Advertisement

Diet Can Lessen Cancer Risk, Study Says : Health: Men who eat low-fat, high-fiber foods sharply reduce their chance of developing polyps that lead to the disease, researchers report.

Share
TIMES MEDICAL WRITER

Men who eat a low-fat, high-fiber diet can dramatically reduce their chance of developing certain benign tumors that lead to intestinal cancer, according to a new study that adds data to the growing debate over the role of diet in cancer.

The researchers, at Harvard University, found that men with high-fiber diets had one-third the rate of colon polyps of men with low-fiber diets. Similarly, men with low-fat diets had half the rate of polyps found in men with the highest fat intake.

“It’s pretty well established that most (colon) cancers arise from polyps,” said Dr. Edward Giovannucci, an author of the study, which was reported on Monday in Atlanta at the annual meeting of the Foundation of American Societies for Experimental Biology. “. . . If diet is important in the early stages of carcinogenesis, it may be important to study polyps.”

Advertisement

An estimated one-third of all cancer deaths may be related to diet. That’s at least as many as can be traced to tobacco. Yet what it is that promotes cancer--or protects against it--remains unclear. Dietary fats and fiber have attracted the greatest interest.

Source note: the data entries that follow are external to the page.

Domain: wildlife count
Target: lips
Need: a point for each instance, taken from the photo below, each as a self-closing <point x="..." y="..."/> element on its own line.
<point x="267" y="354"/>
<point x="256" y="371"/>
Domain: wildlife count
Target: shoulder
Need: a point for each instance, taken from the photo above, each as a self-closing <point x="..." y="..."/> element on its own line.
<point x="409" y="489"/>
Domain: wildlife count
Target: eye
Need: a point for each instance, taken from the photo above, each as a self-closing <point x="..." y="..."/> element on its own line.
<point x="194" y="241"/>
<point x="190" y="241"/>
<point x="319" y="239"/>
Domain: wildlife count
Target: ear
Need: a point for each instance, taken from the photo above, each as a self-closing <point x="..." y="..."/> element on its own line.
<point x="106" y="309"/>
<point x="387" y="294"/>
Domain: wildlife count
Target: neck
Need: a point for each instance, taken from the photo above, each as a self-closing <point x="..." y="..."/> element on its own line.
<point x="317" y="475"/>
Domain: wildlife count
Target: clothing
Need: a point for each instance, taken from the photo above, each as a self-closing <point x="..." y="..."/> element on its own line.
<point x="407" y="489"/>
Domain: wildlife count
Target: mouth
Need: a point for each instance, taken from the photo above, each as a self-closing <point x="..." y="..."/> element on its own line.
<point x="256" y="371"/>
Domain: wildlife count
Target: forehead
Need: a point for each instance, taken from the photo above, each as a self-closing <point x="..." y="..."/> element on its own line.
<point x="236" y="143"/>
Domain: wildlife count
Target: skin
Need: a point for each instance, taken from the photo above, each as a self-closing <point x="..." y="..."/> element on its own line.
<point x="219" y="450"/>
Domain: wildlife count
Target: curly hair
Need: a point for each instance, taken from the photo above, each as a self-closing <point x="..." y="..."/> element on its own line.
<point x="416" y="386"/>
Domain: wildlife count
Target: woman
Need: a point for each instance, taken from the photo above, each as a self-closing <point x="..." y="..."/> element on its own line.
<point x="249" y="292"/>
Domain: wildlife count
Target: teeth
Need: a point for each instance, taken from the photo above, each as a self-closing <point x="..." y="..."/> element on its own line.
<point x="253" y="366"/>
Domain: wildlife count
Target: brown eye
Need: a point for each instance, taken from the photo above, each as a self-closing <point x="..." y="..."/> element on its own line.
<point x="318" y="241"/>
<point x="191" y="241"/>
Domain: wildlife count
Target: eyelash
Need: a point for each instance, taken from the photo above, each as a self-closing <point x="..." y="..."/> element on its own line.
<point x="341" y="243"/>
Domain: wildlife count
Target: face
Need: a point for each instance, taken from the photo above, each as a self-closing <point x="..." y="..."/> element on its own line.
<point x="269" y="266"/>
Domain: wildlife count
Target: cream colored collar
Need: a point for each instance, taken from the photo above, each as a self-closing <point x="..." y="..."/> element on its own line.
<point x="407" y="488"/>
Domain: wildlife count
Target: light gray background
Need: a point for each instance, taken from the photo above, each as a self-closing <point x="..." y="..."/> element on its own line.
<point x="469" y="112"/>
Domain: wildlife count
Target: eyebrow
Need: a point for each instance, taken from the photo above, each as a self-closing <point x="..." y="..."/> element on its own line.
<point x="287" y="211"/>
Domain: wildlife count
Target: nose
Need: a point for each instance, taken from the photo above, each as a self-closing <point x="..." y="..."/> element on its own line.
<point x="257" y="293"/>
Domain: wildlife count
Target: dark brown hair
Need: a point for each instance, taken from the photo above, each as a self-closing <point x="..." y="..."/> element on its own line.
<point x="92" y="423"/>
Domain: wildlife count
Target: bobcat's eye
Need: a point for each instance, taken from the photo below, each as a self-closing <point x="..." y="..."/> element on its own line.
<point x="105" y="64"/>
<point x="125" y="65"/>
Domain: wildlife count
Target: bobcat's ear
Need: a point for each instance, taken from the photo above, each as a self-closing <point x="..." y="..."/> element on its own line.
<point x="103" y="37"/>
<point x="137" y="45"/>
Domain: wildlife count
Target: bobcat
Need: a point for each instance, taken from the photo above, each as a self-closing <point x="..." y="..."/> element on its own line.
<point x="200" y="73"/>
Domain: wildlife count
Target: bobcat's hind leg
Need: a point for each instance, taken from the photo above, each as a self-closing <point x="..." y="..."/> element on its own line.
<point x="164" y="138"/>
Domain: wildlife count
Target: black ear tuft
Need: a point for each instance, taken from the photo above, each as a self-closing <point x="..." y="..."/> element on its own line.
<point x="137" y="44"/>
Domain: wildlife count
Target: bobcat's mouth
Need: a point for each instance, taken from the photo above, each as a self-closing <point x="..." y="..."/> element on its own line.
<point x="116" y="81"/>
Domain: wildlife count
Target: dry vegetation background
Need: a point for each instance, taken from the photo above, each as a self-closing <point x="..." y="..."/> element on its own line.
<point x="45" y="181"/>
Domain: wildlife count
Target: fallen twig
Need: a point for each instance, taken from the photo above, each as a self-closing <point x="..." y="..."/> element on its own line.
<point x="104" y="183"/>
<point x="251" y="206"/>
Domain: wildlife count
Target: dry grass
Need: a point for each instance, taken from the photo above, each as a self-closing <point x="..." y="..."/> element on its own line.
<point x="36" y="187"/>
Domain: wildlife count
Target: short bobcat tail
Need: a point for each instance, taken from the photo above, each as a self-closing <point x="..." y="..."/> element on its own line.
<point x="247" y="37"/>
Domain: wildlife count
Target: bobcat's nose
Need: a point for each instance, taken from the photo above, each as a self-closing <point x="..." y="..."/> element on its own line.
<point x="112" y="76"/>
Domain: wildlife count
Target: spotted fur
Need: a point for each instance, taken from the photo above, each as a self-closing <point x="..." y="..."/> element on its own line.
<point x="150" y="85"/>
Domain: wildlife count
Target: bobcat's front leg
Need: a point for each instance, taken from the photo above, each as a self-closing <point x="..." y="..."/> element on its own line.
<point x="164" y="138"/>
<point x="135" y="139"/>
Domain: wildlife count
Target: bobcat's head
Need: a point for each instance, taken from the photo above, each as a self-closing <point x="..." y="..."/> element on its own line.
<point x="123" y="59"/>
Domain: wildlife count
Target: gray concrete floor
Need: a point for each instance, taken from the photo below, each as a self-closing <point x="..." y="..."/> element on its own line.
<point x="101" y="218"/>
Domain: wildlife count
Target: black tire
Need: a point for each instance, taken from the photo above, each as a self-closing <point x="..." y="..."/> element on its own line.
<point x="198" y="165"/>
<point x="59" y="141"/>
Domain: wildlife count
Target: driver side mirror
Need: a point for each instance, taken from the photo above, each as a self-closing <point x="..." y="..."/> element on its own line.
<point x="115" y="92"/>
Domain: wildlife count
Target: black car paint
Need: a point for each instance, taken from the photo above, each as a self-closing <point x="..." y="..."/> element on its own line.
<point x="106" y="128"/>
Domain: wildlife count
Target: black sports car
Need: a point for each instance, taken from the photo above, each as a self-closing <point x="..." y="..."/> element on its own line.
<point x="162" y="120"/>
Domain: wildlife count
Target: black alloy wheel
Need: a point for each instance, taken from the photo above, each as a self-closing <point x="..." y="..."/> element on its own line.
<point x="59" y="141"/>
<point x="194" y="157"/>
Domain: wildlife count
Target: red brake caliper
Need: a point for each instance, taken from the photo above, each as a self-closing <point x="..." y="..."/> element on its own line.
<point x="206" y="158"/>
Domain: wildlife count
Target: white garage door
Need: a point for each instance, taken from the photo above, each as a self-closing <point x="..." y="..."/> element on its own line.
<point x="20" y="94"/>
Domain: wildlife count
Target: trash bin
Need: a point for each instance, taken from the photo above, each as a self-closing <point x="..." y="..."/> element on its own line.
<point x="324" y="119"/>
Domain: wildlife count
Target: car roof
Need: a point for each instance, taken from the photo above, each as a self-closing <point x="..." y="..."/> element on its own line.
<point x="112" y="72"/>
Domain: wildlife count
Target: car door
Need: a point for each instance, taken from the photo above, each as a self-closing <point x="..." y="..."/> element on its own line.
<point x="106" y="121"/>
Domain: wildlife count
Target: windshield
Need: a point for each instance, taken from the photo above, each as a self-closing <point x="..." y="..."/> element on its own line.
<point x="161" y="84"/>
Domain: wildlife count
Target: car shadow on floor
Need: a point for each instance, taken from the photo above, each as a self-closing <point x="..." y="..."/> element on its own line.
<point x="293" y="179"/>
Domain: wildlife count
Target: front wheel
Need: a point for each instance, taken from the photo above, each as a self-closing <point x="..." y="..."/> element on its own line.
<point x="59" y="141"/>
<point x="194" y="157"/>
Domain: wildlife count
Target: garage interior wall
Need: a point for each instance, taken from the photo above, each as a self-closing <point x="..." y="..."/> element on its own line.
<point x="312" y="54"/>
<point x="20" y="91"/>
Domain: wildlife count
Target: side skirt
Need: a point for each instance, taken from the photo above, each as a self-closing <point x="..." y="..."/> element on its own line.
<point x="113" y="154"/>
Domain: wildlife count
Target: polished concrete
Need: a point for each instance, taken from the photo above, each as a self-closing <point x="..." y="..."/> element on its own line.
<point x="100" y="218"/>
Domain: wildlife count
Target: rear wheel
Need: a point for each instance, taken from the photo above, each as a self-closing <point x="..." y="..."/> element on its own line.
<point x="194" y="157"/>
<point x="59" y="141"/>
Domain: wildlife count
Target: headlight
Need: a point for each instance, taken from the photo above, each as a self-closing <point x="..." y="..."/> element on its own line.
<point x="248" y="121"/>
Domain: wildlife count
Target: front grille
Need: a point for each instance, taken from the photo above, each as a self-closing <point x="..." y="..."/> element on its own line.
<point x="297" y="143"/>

Giovannucci’s study is the first so-called prospective study to find a clear link between fat, fiber and colon polyps, he said. A prospective study is one in which researchers follow participants over time, rather than studying them retrospectively.

In the study, the high-fiber group ate more than 28 grams of fiber a day--perhaps twice the level in the average American’s diet. The men in the low-fat group took in an average of 24% of their calories as fat, a level much lower than that of the average American.

Giovannucci said men could probably reduce their risk of polyps by eating two servings a day each of fruits, vegetables and unrefined cereal products. He said fiber may help prevent the earliest stages of cancer, while fat may precipitate its development later on.

In a related study, also presented at the Atlanta meeting, federal researchers concluded that merely modest reductions in fat intake cannot significantly reduce cancer risk.

Dr. Tim Byers of the U.S. Centers for Disease Control found no significant difference in the rates of breast, prostate and colon cancer among men and women on relatively high- and low-fat diets in a group of more than 13,000 Americans followed over 20 years.

Advertisement

But the differences in fat intake between the two groups were slim; both groups took in more than 30% of their calories in the form of fat. So the study was unable to explore the effects of a genuinely low-fat diet on, for example, breast cancer risk.

“The conclusion must be that if lowering fat intake is going to reduce breast cancer, it will do so very minutely,” said Byers, chief of epidemiology in the division of nutrition. “Or, we have to reduce fat intake more substantially than we do.”

Byers emphasized that there are compelling reasons, such as reducing heart disease and obesity, for cutting down on fat in the American diet even though studies have produced seemingly contradictory results on the role of fat in cancer.